The survey, coupled with recent growing signs that companies are shedding their long-held aversion to price and wage hikes, suggest that domestic economic conditions for additional interest rate hikes were falling into place.
But heightened market volatility and global recession fears caused by higher US tariffs are likely to keep the Bank of Japan (BOJ) from raising rates at its next policy meeting on Apr 30-May 1, analysts say.
“Domestic economic and price conditions are moving in line with the BOJ’s view,” said Naomi Muguruma, chief bond strategist at Mitsubishi UFJ Morgan Stanley Securities.
“But Trump’s tariff shock has heightened uncertainty over the outlook,” she said in pushing back the projected timing for the next BOJ rate hike by six months to January 2026.
As many as 86.7 per cent of households expect prices to rise a year from now, up from the previous survey’s figure of 85.7 per cent in December and the highest since June 2024, the BOJ survey showed.
Of the total households surveyed between February 6 and Mar 4, 83.5 per cent expect prices to rise five years from now, up from 82.5 per cent in the December survey, it said.
Households expect prices to rise by an average 12.2 per cent a year from now, up from 11.5 per cent in the previous survey, and by 9.6 per cent five years from now, up from 9.2 per cent in December.
Their expectations, as is typical, are well above Japan’s headline inflation, which hit 3.7 per cent in February.
“The recent rise in food and gasoline prices likely affected households’ view on the price outlook,” a BOJ official told a briefing.

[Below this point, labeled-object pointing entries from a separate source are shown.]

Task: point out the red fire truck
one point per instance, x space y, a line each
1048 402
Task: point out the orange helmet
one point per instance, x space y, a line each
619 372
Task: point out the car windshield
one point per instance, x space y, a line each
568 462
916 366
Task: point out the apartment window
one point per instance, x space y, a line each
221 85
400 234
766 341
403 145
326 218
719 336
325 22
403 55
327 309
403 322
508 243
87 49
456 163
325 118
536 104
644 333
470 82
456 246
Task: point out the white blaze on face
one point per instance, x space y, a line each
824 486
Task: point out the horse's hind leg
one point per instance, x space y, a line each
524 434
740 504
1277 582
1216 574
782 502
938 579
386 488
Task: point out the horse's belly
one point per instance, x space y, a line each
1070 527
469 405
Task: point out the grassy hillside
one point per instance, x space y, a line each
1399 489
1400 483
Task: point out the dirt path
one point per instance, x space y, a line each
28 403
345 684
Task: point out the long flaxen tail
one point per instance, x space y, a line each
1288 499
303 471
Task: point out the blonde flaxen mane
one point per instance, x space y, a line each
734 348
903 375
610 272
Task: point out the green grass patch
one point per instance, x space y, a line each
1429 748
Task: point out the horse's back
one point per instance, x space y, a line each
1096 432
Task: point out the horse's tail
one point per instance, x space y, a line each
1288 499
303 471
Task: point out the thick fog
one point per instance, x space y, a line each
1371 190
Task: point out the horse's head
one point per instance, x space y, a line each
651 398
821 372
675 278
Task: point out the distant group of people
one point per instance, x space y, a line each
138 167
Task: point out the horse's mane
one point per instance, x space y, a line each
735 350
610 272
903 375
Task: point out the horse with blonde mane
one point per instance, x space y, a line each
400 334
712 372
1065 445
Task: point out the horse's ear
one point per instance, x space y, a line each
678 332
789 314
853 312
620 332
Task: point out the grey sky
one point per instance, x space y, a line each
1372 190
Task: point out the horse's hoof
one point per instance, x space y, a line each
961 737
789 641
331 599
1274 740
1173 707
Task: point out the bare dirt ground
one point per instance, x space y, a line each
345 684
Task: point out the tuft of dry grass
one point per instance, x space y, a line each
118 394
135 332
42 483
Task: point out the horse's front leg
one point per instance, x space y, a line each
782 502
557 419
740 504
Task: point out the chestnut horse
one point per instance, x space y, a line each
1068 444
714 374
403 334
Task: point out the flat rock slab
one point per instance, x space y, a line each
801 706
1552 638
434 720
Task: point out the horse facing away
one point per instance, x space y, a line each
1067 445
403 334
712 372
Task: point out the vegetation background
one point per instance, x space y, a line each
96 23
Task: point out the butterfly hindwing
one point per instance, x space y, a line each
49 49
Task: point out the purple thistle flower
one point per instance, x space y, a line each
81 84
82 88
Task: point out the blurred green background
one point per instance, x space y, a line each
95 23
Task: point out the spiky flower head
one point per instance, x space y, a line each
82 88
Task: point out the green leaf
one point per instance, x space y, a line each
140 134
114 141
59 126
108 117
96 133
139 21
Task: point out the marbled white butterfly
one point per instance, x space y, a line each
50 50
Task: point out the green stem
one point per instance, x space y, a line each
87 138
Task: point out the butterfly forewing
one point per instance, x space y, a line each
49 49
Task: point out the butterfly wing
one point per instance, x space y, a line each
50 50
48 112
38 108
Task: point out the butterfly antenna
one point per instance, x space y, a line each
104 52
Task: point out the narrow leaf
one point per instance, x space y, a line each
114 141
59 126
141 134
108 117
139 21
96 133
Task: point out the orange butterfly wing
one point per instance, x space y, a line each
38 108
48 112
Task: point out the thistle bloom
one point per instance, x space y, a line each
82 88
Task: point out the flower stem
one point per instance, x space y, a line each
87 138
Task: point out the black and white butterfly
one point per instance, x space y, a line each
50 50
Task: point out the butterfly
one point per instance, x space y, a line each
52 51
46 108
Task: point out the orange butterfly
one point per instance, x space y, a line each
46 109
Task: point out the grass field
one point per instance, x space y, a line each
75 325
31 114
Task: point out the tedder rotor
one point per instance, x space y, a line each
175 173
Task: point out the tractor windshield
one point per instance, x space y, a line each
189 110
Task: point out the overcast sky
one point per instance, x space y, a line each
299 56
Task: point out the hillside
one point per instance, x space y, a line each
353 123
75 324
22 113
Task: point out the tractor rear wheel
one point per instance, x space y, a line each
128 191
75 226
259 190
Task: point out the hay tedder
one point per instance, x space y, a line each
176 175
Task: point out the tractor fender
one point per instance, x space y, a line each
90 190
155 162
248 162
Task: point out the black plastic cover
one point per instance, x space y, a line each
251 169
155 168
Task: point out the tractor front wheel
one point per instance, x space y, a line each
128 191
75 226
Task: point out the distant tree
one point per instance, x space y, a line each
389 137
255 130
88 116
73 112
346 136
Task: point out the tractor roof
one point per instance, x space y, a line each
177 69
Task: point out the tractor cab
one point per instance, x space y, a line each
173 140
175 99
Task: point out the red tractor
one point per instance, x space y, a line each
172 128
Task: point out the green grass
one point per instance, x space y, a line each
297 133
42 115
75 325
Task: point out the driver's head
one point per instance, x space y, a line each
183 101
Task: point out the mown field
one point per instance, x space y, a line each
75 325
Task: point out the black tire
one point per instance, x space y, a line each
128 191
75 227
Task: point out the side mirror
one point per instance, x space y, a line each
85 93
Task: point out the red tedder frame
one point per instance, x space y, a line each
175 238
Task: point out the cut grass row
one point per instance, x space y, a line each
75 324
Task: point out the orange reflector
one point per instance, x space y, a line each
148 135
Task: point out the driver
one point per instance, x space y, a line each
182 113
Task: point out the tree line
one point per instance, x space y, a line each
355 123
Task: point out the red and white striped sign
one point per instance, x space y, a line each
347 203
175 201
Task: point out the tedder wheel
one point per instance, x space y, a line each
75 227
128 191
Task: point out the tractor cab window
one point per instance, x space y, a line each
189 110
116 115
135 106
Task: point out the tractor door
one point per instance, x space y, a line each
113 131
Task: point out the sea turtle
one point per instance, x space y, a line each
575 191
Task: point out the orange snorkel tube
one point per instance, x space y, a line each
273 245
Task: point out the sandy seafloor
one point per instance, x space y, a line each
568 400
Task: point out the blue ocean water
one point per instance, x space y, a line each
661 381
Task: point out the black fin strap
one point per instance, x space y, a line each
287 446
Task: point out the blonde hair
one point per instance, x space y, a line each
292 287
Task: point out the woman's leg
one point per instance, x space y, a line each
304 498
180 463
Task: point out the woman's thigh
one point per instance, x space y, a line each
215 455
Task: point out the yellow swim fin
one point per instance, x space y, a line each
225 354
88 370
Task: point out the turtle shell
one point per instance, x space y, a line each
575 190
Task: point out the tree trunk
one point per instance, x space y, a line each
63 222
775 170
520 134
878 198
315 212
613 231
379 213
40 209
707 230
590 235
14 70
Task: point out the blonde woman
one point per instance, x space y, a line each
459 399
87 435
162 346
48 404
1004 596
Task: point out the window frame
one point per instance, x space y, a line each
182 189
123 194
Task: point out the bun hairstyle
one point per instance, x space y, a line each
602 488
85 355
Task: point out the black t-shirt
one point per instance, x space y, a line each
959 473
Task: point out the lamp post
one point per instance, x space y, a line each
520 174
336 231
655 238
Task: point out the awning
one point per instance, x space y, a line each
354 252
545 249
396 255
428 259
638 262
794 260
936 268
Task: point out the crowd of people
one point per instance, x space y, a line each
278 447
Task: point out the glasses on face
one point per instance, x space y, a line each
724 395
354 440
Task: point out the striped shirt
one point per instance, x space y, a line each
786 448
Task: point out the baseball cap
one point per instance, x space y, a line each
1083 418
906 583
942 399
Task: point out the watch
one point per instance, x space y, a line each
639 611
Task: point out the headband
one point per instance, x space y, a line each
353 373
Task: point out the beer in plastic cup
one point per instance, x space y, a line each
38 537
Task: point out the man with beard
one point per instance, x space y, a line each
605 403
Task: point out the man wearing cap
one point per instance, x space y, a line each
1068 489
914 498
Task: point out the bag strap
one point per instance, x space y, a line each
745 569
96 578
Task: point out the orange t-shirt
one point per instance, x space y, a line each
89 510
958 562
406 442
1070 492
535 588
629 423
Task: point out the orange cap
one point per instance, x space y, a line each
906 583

The BOJ ended a radical stimulus programme last year and raised interest rates to 0.5 per cent in January on the view Japan was on the cusp of sustainably achieving its 2 per cent inflation target.
BOJ Governor Kazuo Ueda has signalled the bank’s readiness to keep raising interest rates if the economy continues to recover, and is prodding firms to raise wages and prices.
He has said heightened household and corporate inflation expectations are key pre-requisites for further rate hikes.
While rising living costs heighten inflation expectations and help the BOJ make the case for more rate hikes, they could backfire by hurting consumption and the broader economy.
Many households said they increased spending on groceries, and less on dining out and leisure activities, in a sign they were feeling the pinch from the rising cost of living.
Government surveys released earlier this week showed service-sector mood worsened for a third straight month in March and consumer sentiment slumping to levels unseen in two years.
With an upper house election looming in July, lawmakers have begun pressuring the government to take steps to cushion the economic blow from the US tariff and rising living costs.
Japan’s ruling coalition is considering requesting a cut to the sales tax rate, the Yomiuri newspaper reported on Friday.